Por Carlos Arouck
A entrega de uma medalha da Interpol ao presidente Luiz Inácio Lula da Silva, em reconhecimento à sua suposta atuação no combate ao crime organizado, é um evento que clama por interpretação crítica, senão cínica. A solenidade em Lyon, França, teve todos os ingredientes de uma diplomacia performática. Muitos aplausos, promessas de cooperação internacional e uma narrativa construída em torno da liderança brasileira na luta contra o crime transnacional. No entanto, entre os discursos e as medalhas, há uma realidade que grita por coerência: o crime organizado no Brasil segue mais forte, estruturado e infiltrado do que nunca. A pergunta inevitável é se a medalha premia o combate ao crime ou a capacidade de conviver com ele.

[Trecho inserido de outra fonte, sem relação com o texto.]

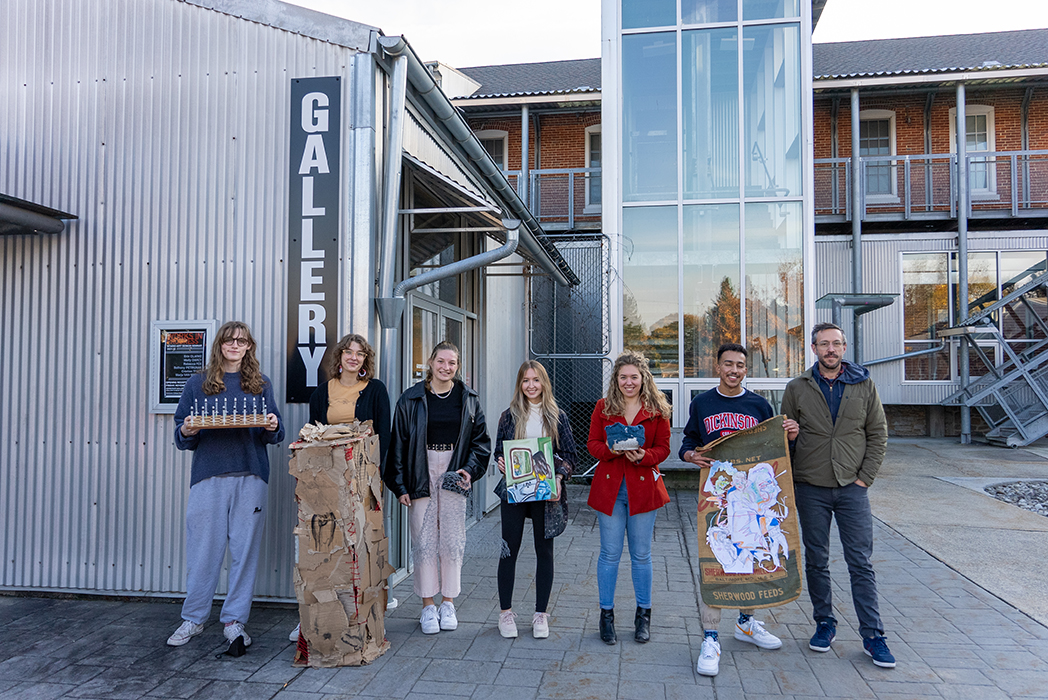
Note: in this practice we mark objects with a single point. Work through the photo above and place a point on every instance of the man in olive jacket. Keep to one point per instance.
(836, 457)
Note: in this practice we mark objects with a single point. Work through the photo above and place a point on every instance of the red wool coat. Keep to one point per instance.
(645, 487)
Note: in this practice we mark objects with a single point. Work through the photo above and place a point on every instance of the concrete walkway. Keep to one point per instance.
(958, 573)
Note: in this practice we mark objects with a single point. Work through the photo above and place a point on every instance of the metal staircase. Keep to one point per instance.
(1012, 396)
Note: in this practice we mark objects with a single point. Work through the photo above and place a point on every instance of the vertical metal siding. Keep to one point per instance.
(164, 127)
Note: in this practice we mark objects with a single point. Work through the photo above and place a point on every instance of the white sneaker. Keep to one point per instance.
(448, 618)
(430, 622)
(755, 633)
(708, 657)
(540, 626)
(507, 625)
(183, 633)
(234, 630)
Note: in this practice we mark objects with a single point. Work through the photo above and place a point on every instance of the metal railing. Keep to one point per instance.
(1001, 184)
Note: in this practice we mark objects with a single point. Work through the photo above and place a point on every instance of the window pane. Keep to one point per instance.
(649, 14)
(774, 289)
(650, 322)
(701, 12)
(712, 303)
(771, 110)
(711, 110)
(925, 306)
(649, 116)
(769, 9)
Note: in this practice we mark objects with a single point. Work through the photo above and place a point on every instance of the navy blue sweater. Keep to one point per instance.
(713, 415)
(226, 450)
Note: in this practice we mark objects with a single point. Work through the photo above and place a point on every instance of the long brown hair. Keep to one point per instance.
(333, 365)
(250, 375)
(652, 398)
(520, 407)
(443, 345)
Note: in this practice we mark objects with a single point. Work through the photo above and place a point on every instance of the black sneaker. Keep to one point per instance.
(825, 634)
(876, 648)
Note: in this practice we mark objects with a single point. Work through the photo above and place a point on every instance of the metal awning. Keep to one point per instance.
(20, 217)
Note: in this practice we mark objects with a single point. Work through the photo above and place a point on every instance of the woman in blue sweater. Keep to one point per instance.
(227, 482)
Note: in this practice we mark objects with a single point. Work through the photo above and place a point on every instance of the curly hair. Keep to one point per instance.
(333, 364)
(250, 375)
(520, 407)
(652, 398)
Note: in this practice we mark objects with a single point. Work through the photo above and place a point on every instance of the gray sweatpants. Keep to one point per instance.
(220, 511)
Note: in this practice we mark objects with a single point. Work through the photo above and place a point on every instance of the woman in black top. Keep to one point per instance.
(438, 447)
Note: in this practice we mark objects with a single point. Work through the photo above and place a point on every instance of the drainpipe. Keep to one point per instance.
(391, 308)
(390, 369)
(525, 183)
(857, 210)
(962, 249)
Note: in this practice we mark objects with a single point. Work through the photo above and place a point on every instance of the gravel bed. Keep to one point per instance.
(1029, 495)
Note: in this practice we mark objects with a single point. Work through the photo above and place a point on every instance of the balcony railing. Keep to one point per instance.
(563, 198)
(1001, 184)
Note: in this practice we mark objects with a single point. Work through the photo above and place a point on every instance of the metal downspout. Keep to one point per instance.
(390, 349)
(857, 211)
(962, 250)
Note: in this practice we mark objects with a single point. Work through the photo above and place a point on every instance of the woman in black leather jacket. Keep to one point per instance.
(439, 446)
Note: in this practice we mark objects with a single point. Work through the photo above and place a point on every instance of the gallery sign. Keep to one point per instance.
(312, 231)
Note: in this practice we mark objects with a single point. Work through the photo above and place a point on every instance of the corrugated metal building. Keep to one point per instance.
(165, 127)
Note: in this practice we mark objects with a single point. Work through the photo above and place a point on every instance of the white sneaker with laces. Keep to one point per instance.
(708, 657)
(183, 633)
(540, 626)
(507, 625)
(431, 625)
(755, 633)
(448, 618)
(234, 630)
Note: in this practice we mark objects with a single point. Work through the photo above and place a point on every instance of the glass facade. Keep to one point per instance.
(713, 186)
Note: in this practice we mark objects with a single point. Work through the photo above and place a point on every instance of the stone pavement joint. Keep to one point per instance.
(953, 637)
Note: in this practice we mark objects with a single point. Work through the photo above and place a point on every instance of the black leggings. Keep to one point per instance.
(512, 532)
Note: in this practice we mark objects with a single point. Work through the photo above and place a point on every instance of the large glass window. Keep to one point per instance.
(650, 116)
(774, 289)
(638, 14)
(771, 109)
(711, 111)
(650, 286)
(713, 306)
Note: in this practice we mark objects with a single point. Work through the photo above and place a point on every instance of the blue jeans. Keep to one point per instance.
(638, 529)
(815, 507)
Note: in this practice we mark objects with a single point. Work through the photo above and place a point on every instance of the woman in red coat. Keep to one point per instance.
(628, 488)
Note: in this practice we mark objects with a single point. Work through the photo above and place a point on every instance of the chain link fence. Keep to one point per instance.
(571, 333)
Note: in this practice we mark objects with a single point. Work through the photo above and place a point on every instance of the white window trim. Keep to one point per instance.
(595, 129)
(978, 193)
(493, 134)
(877, 115)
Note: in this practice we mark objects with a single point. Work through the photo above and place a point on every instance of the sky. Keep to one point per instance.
(477, 33)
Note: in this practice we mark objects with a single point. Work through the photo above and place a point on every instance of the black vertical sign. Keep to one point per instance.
(312, 231)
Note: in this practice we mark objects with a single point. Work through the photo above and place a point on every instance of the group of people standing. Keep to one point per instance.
(435, 445)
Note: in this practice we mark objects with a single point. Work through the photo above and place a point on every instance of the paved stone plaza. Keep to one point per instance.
(952, 637)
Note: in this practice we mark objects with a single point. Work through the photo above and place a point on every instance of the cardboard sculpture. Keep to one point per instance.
(343, 551)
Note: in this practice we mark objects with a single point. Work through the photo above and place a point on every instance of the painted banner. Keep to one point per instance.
(312, 231)
(749, 539)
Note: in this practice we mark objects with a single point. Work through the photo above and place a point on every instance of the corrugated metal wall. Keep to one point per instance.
(164, 127)
(882, 274)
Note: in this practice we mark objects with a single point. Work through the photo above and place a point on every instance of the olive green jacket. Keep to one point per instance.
(828, 454)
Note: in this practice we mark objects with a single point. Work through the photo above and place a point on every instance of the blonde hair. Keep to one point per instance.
(520, 406)
(443, 345)
(250, 374)
(652, 398)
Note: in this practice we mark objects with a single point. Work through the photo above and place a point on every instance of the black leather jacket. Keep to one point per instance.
(406, 469)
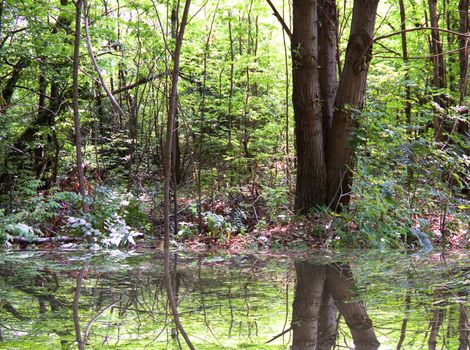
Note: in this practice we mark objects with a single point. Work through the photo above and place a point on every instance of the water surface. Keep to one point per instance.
(308, 300)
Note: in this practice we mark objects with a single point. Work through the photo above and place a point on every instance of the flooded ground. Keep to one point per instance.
(314, 300)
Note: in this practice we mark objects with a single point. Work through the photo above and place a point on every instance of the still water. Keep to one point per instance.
(306, 300)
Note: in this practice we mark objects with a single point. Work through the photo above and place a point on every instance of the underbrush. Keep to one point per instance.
(113, 219)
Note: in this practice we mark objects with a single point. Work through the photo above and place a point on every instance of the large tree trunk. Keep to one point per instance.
(463, 49)
(350, 95)
(306, 305)
(311, 172)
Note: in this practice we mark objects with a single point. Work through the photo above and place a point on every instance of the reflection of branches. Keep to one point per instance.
(405, 316)
(464, 326)
(100, 313)
(203, 302)
(4, 304)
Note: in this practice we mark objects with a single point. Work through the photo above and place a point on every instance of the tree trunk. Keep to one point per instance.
(328, 325)
(311, 171)
(168, 172)
(75, 93)
(349, 100)
(439, 70)
(306, 305)
(327, 43)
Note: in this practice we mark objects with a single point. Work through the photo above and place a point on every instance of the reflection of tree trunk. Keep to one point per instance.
(464, 326)
(437, 318)
(328, 325)
(306, 306)
(76, 319)
(339, 282)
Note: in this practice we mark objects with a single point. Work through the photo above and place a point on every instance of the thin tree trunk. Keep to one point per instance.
(404, 322)
(463, 49)
(75, 94)
(232, 69)
(439, 70)
(349, 100)
(464, 325)
(167, 172)
(409, 129)
(311, 172)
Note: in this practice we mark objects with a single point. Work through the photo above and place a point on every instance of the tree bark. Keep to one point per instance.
(463, 49)
(327, 43)
(439, 70)
(349, 100)
(75, 94)
(311, 171)
(328, 325)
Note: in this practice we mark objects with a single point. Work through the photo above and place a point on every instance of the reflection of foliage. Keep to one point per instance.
(228, 301)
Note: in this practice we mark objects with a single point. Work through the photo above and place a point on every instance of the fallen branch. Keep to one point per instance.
(279, 335)
(42, 240)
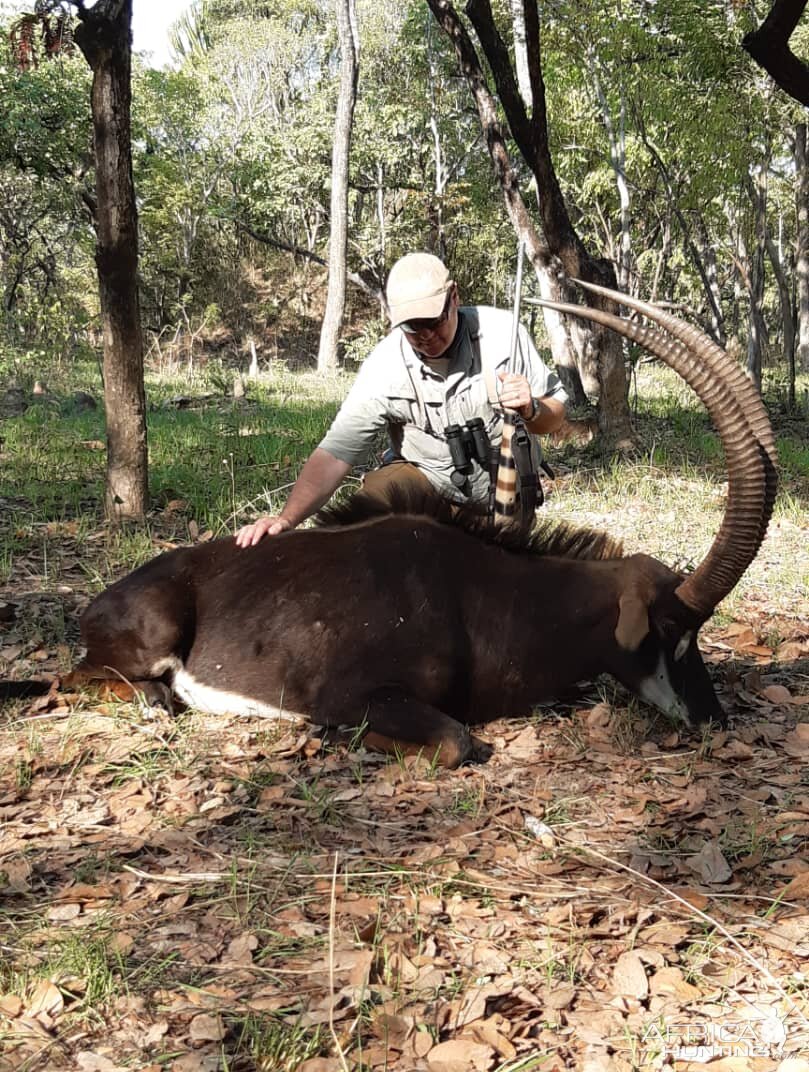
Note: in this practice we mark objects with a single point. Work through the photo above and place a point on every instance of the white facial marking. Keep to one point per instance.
(219, 701)
(657, 688)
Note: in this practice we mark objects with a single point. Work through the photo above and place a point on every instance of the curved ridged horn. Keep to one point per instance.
(747, 396)
(750, 471)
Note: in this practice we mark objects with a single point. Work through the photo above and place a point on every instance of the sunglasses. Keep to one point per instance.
(429, 323)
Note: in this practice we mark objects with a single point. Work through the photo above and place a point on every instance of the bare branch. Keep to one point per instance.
(769, 47)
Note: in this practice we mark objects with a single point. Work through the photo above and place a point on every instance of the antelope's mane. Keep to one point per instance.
(544, 537)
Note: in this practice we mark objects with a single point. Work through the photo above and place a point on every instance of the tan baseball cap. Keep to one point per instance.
(417, 288)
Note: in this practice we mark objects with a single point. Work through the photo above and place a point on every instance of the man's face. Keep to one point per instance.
(433, 341)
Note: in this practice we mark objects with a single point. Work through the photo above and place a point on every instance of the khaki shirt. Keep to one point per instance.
(385, 392)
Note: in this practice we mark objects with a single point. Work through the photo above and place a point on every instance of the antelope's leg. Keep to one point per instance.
(395, 720)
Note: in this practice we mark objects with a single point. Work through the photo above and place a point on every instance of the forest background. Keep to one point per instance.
(204, 894)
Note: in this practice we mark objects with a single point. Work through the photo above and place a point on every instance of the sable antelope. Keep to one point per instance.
(416, 626)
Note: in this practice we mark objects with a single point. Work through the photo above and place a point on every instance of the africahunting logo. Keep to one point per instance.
(705, 1041)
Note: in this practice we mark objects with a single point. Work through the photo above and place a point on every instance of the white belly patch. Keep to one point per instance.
(219, 701)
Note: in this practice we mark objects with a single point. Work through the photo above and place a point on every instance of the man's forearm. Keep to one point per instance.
(548, 418)
(318, 480)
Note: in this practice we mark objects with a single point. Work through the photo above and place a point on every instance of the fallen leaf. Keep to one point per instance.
(461, 1055)
(710, 865)
(46, 998)
(207, 1028)
(89, 1061)
(777, 694)
(797, 889)
(629, 977)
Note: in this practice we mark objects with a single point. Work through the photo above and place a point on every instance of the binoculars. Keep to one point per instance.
(467, 443)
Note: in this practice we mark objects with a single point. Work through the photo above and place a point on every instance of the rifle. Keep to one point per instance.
(515, 458)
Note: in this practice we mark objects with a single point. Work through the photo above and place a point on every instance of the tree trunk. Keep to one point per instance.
(788, 316)
(105, 40)
(556, 325)
(600, 357)
(757, 188)
(802, 268)
(349, 48)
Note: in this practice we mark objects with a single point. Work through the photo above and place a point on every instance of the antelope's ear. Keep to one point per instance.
(633, 622)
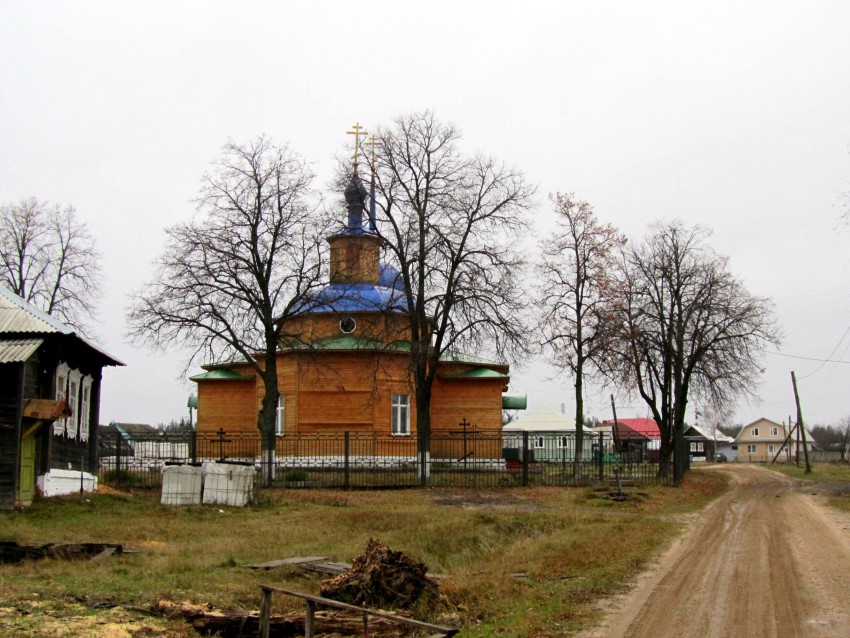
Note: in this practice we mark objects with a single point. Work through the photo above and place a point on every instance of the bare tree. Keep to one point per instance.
(574, 297)
(49, 258)
(228, 282)
(688, 328)
(452, 225)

Um Brasil Premiado por Ignorar o Elefante na Sala
A ironia da ocasião não passou despercebida a muitos críticos. Enquanto Lula recebia a medalha por seus “esforços” no enfrentamento das facções, o próprio governo se recusa sistematicamente a classificar PCC e Comando Vermelho como organizações terroristas, o que a lógica e a realidade nas ruas brasileiras já fizeram há anos. A justificativa é que essas facções “não têm motivação ideológica, mas sim financeira”. O que dizer, então, de grupos como Al-Qaeda, que igualmente exploram o tráfico de drogas, sequestros e lavagem de dinheiro? O critério, nesse caso, parece menos técnico e mais político.
A Transformação do Crime em Estrutura de Poder
Hoje, o crime organizado no Brasil atua como um verdadeiro Estado paralelo. Controla territórios, dita regras, cobra “impostos” e impõe leis. Está presente em comunidades, presídios, fronteiras e gabinetes. Em 2023, mais de 23 milhões de brasileiros viviam em áreas sob controle de facções. O país viu crescer, sob todos os governos, a força de grupos como PCC e CV – que operam com logística empresarial e alcance internacional. Se há algo que eles aprenderam com os políticos, foi a arte da institucionalização.
A “Pegadinha” da Medalha: Combater ou Consolidar?
Lula disse, com razão, que “o crime opera como multinacionais”. Mas faltou uma continuação: e o Estado brasileiro, muitas vezes, como sócio minoritário, omisso ou cúmplice. A medalha da Interpol torna-se, assim, um símbolo ambíguo. Não é preciso ser conspiracionista para ver que premiar um governo com um sistema penal falido, cujas fronteiras são peneiras e cujas polícias convivem com corrupção endêmica, soa mais como uma tentativa de maquiar a crise do que de reconhecê-la.
Valdecy Urquiza, hoje Secretário-Geral da Interpol, foi indicado pelo próprio governo brasileiro. Sua competência técnica não está em debate, mas o jogo político por trás de sua eleição e a subsequente premiação do presidente que o indicou deixa dúvida se a Interpol tornou-se uma extensão diplomática do Itamaraty.
O Terror Silenciado
O governo brasileiro se recusa a chamar o PCC de terrorista, mas já pediu a inclusão de opositores como Carla Zambelli na lista vermelha da Interpol. Um paradoxo: enquanto organizações que aterrorizam milhões de brasileiros com extorsão, tráfico e assassinatos são tratadas com relativismo jurídico, uma deputada se torna alvo internacional por criticar o Supremo. Não se combate o crime trocando algemas por medalhas e prisões por narrativas.
Um Futuro que Exige Coragem, Não Cerimônia
Se o Brasil quer de fato liderar o combate ao crime organizado, precisa começar por dentro e reconhecer que perdeu o controle de vastas áreas do território nacional. Precisa, ainda, restaurar a autoridade das polícias, reformar o sistema prisional e blindar o Judiciário da influência política e criminal. Nada disso se faz com discursos em Lyon.
A medalha de Lula é, portanto, mais uma página na longa tradição brasileira de celebrar símbolos enquanto ignora substâncias. O crime não se combate com eventos diplomáticos, mas com decisões corajosas – inclusive a de admitir que facções criminosas, hoje, têm mais poder, capilaridade e estratégia do que muitos governos.
Enquanto o Brasil reluta em chamar seus demônios pelo nome, eles continuam a agir à luz do dia. Medalhas não os assustam. Apenas ações concretas e uma verdadeira ruptura institucional com o conluio entre política, crime e omissão poderão mudar o jogo. Até lá, seguimos premiando a aparência, enquanto o inferno avança pelas beiradas.